I’ve lived in Australia all my life, and it’s a beautiful country, but it has never quite felt like home. I don’t know that anywhere would. I’ve got my ancestral culture on the one hand: rich, both deeply joyful and sad, mine. And on the other I have the mainstream white culture of this country: brash and casual, friendly and strong. If I try to move into one more than the other, I feel like a stranger. I don’t belong anywhere.
I only speak English, and my mother gets sad because I can’t understand, feels bad because my non-English education stopped and started (no one’s fault, really, it just happened like that, and I’ve got little talent with languages other than English). If language informs the way we think, I’m struggling with ways of being in the world I can’t quite articulate and therefore can’t quite realise. Yet I don’t quite have the knack with white, Western ways either.
Two cultures, two senses of time, two ways to use my hands in conversation, two ways of talking, two ways of being.

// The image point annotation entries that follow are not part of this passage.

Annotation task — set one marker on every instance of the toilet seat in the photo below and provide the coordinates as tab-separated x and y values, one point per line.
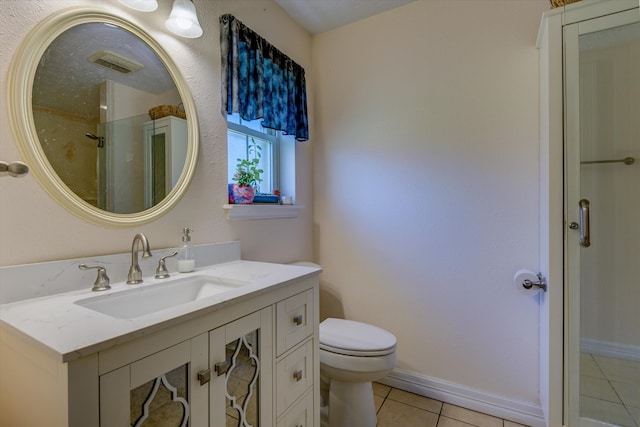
351	338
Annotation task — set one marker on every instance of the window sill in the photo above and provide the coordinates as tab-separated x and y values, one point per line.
262	211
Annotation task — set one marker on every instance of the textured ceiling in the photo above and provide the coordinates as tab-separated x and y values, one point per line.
318	16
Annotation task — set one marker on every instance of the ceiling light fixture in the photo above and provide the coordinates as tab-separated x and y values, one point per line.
141	5
183	20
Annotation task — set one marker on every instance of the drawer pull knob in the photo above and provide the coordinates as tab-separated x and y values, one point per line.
221	367
204	376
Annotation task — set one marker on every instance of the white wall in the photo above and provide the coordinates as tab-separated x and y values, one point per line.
35	228
426	186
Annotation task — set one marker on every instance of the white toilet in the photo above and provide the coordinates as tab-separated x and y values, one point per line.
352	355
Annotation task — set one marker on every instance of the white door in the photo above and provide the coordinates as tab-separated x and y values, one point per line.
602	213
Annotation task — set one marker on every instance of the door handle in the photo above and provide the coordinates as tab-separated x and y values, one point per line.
584	226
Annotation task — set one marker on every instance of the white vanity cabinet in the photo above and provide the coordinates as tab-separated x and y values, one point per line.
250	362
219	378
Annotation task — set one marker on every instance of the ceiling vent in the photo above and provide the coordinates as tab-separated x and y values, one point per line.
115	61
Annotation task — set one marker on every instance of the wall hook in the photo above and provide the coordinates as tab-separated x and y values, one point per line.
15	169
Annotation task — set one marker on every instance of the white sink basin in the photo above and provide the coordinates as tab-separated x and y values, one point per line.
138	302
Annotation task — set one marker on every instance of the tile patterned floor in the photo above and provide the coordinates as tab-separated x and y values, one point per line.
397	408
610	390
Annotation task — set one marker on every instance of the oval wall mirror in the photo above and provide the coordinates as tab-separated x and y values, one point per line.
103	117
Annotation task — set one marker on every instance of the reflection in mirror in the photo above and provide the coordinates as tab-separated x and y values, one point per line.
93	91
243	381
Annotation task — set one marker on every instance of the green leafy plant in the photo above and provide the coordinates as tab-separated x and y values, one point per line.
247	170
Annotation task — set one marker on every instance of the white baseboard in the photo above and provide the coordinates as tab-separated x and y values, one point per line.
527	413
610	349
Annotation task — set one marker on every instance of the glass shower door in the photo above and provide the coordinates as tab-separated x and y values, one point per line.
602	204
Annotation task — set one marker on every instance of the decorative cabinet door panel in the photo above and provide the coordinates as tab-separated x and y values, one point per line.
158	390
242	372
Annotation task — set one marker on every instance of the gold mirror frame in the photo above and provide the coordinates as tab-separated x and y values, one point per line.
20	93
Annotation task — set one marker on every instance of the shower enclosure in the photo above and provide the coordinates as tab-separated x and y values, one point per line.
602	212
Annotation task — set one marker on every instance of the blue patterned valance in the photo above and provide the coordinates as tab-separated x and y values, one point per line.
260	82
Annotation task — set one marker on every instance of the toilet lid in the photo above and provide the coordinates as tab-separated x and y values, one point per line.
355	338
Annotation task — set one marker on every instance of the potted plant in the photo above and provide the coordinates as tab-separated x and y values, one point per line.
247	176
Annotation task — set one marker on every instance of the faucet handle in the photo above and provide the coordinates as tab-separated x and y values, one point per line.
102	281
161	271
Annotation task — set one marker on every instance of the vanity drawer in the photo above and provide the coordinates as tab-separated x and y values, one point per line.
301	415
294	376
294	320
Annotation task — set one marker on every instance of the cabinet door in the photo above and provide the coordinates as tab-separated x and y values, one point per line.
160	389
241	357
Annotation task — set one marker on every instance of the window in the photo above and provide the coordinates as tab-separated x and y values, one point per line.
240	135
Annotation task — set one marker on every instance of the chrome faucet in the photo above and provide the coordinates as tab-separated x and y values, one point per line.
135	274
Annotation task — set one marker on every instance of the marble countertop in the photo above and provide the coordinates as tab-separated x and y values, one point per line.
73	331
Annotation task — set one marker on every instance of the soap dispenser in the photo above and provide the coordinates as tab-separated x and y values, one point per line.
186	261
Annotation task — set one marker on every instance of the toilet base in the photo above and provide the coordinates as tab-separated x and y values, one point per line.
351	404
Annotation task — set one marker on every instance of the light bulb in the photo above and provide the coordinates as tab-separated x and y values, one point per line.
183	20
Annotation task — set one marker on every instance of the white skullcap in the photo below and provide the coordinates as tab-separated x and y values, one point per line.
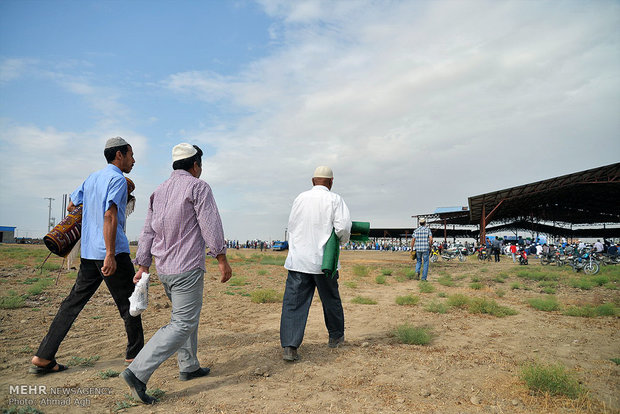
115	142
323	172
182	151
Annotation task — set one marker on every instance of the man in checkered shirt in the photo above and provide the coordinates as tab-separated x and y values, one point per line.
421	243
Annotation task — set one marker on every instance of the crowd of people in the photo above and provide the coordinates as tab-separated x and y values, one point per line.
182	227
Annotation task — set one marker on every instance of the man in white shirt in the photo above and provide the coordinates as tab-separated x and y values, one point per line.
598	246
314	214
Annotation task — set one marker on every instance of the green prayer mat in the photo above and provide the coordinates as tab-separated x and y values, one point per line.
331	252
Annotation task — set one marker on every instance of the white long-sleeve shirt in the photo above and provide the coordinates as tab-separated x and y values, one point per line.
315	212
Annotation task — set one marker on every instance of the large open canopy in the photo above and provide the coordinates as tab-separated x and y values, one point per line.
590	197
581	204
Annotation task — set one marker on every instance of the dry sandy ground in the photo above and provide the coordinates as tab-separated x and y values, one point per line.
471	366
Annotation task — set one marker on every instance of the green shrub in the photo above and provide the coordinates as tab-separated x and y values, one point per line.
265	296
606	309
408	300
273	260
360	300
476	285
446	281
12	301
590	311
551	379
238	281
426	287
39	286
490	307
544	304
583	283
501	278
458	301
360	270
156	393
412	335
436	307
537	275
599	280
548	283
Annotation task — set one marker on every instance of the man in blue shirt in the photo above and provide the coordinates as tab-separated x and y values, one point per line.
104	256
421	243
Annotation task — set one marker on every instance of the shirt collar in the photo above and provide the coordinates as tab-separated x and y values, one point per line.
320	187
177	173
115	168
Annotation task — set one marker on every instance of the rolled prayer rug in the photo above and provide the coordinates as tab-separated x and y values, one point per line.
67	233
360	231
331	252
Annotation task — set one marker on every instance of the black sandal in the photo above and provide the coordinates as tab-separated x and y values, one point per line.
47	369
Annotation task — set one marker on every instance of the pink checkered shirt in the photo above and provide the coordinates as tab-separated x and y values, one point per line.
181	221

I don’t belong anywhere, so I try to belong in myself. But we need people, we need people to tell ourselves to, share experience, build culture. ‘Do you feel it this way? Do you feel it, too? What does this mean to you? Do our minds work the same way, have I absorbed ways of thought as you have, as everyone else has?’ Culture is built together, and we must relate it to each other. So I have to risk branching out. I find community where I can.
If you’re in a similar situation, do you experience this as a split in your soul or being richer? Or something else?